Padahal di sisi lain, Didi mengaku para pedagang harus secara rutin membeli bunga dari petani baik saat penjualan ramai atau sepi seperti sekarang ini. Alhasil jika penjualan sepi, para pedagang harus menanggung kerugian sendiri.
"Jadi kitanya nggak boleh misalnya lagi ramai kita ambil terus kita lagi sepi kita nggak ambil, nggak boleh. Kalau gitu nanti pas ramai nggak dikasih duluan. Jadi kalau sepi kadang seperempat modal saja nggak balik," kata Didi.
Sementara itu, pedagang bunga segar lain bernama Iwan juga mengatakan sehari-hari penjualan bunga di kawasan ini memang cenderung stabil sepanjang tahun. Berkat itu pada kondisi normal ia mengaku masih bisa mendapat omzet lebih Rp 5 juta per bulan.
"Sebulan paling Rp 5 juta lebih lah. (Kalau lagi ramai atau Hari Raya gitu?) bisa dua kalinya, kadang lebih. Cuma ya kalau lagi banyak yang nikah atau acara ya ramai, kalau lagi sepi ya sepi. Kadang hari besar kalau yang acara sedikit, ya sedikit juga kita dapatnya," terang Iwan.
Pasar Bunga Rawabelong Foto: Ignacio Geordy Oswaldo
Menurutnya dalam kondisi normal saat ramai toko bunga miliknya bisa kedatangan sekitar 15 orang pembeli. Sedangkan saat sepi ia masih bisa mendapat 5 pembeli.
"Kalau lagi rame paling banyak ya 15 orang ada sih sehari. Kalau lagi sepi ya 5 orang kadang. Cuma ini nggak tahu sampai siang saja masih kosong. Mungkin malam nanti baru ada, kan dari tadi hujan soalnya," katanya.
Namun menurutnya sudah lebih dari seminggu terakhir ini Pasar Bunga Rawa Belong sepi pembeli karena hujan yang terus mengguyur Jakarta. Padahal harga bunga-bunga yang dijualnya sangat bergantung pada tingkat kesegaran, sehingga semakin lama bunga terjual, akan semakin kecil juga keuntungan yang bisa diterima. Bahkan terkadang jual rugi daripada tidak dapat pemasukan sama sekali.

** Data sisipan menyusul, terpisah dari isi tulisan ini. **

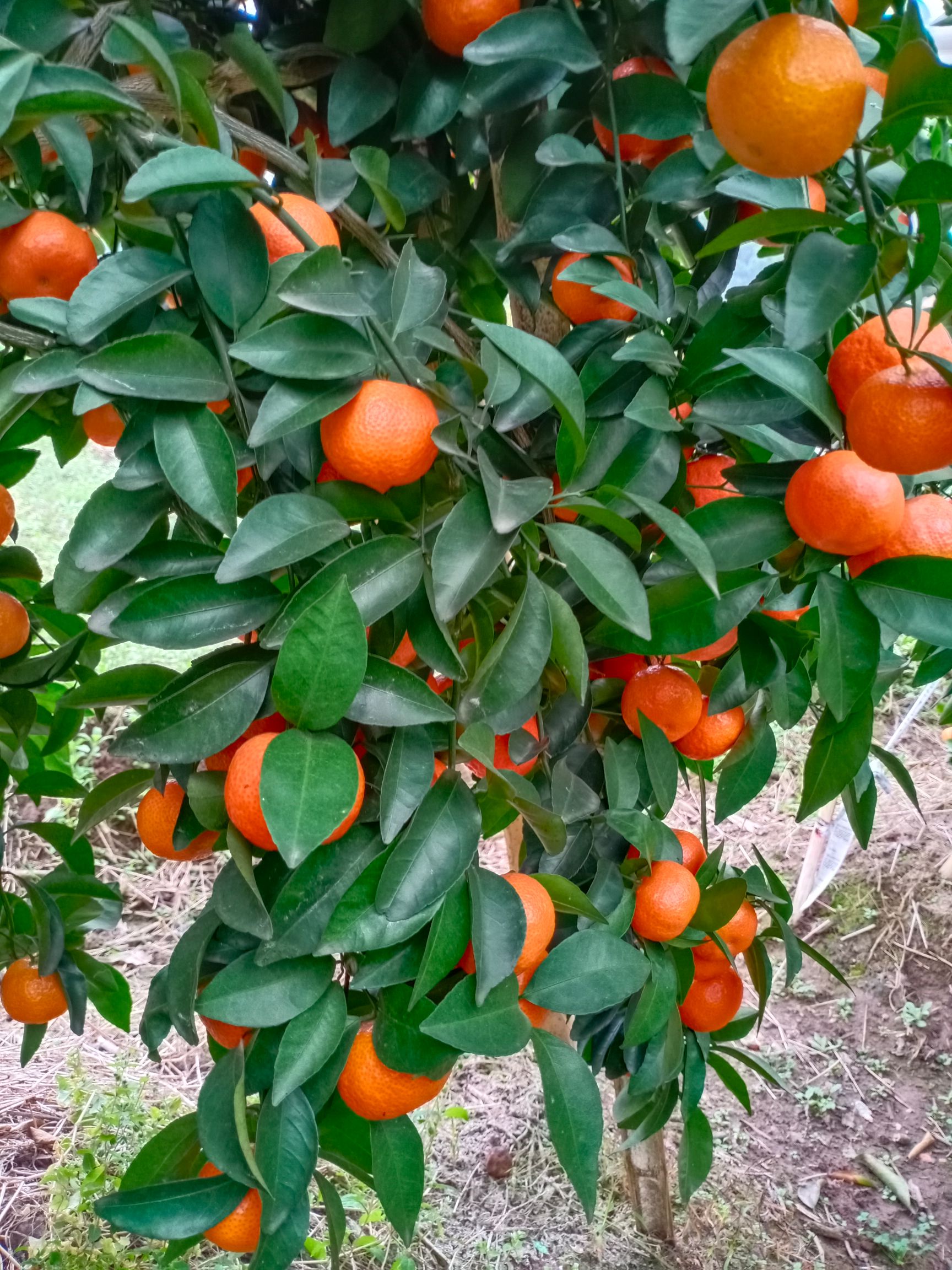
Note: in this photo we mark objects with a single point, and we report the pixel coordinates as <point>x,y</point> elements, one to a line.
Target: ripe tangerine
<point>382,437</point>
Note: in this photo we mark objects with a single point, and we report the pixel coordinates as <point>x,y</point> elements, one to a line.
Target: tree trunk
<point>646,1184</point>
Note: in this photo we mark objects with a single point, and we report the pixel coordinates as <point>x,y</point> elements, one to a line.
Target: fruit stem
<point>866,196</point>
<point>613,119</point>
<point>704,807</point>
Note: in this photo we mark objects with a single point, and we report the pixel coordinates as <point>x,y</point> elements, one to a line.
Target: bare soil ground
<point>865,1072</point>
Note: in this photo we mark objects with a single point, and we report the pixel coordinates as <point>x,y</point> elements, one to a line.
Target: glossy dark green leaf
<point>199,718</point>
<point>309,1042</point>
<point>747,769</point>
<point>695,1155</point>
<point>837,752</point>
<point>848,649</point>
<point>159,368</point>
<point>286,1150</point>
<point>306,347</point>
<point>495,1028</point>
<point>825,278</point>
<point>380,575</point>
<point>604,574</point>
<point>229,257</point>
<point>515,663</point>
<point>435,851</point>
<point>447,940</point>
<point>407,778</point>
<point>223,1119</point>
<point>172,1154</point>
<point>394,698</point>
<point>309,788</point>
<point>172,1210</point>
<point>310,896</point>
<point>466,554</point>
<point>397,1151</point>
<point>322,662</point>
<point>498,929</point>
<point>266,996</point>
<point>913,596</point>
<point>198,462</point>
<point>573,1112</point>
<point>118,285</point>
<point>278,531</point>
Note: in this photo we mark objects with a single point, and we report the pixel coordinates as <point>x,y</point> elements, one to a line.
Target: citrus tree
<point>440,421</point>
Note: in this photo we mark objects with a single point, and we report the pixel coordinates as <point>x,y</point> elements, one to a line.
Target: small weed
<point>899,1247</point>
<point>916,1016</point>
<point>819,1100</point>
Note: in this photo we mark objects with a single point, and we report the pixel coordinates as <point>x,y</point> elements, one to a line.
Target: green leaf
<point>913,596</point>
<point>187,170</point>
<point>159,368</point>
<point>900,774</point>
<point>435,853</point>
<point>747,769</point>
<point>223,1119</point>
<point>198,462</point>
<point>59,89</point>
<point>517,659</point>
<point>837,754</point>
<point>686,615</point>
<point>573,1112</point>
<point>719,903</point>
<point>361,94</point>
<point>798,376</point>
<point>407,779</point>
<point>229,257</point>
<point>172,1154</point>
<point>688,28</point>
<point>466,554</point>
<point>309,788</point>
<point>289,408</point>
<point>394,698</point>
<point>172,1210</point>
<point>662,762</point>
<point>398,1172</point>
<point>354,26</point>
<point>550,35</point>
<point>199,717</point>
<point>262,70</point>
<point>695,1155</point>
<point>495,1028</point>
<point>111,524</point>
<point>498,929</point>
<point>848,649</point>
<point>280,531</point>
<point>266,996</point>
<point>306,347</point>
<point>108,797</point>
<point>322,663</point>
<point>446,941</point>
<point>604,574</point>
<point>548,368</point>
<point>286,1150</point>
<point>782,220</point>
<point>588,972</point>
<point>107,989</point>
<point>310,896</point>
<point>568,649</point>
<point>380,575</point>
<point>118,285</point>
<point>825,278</point>
<point>126,685</point>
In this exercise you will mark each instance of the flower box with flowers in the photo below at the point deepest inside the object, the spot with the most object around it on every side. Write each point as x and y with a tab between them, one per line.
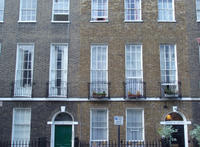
99	94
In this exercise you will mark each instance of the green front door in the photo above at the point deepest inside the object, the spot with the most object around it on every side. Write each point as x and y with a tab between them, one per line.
63	136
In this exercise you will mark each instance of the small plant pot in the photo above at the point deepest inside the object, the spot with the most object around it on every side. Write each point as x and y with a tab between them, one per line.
165	142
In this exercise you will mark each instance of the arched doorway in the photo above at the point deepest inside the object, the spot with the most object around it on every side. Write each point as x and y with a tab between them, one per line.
178	122
62	130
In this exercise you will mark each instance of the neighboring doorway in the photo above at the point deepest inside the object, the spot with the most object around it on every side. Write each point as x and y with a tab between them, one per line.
179	122
178	136
63	136
62	130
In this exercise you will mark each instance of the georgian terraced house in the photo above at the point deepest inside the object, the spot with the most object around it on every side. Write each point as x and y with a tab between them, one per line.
67	67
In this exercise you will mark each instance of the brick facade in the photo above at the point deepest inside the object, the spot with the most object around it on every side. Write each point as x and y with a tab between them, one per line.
80	34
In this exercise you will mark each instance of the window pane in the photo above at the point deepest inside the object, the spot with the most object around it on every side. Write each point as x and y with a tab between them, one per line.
58	74
132	9
28	10
21	126
99	10
165	10
60	10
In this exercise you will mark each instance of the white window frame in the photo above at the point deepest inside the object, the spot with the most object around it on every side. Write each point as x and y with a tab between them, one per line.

"Kaya Aster ini Rp 20.000 seikat, kalau sudah agak layu turun jadi 15.000. Kalau dibeli untuk papan bunga itu bisa Rp 5.000 saja seikat. (Kok untuk papan bunga jualnya murah banget?) kalau papan bunga itu kan pakaiannya memang yang sudah rada layu, bukan yang masih segar-segar. (Jadinya jual rugi?) iya rugi," terangnya.
"Kalau mawar itu Rp 40.000 ribu seikat. Cuma dia kalau sudah agak layu bisa dicopot dari tangkainya jadi bunga tabur. Kalau masih nggak kepakai ya dibuang," pungkas Iwan.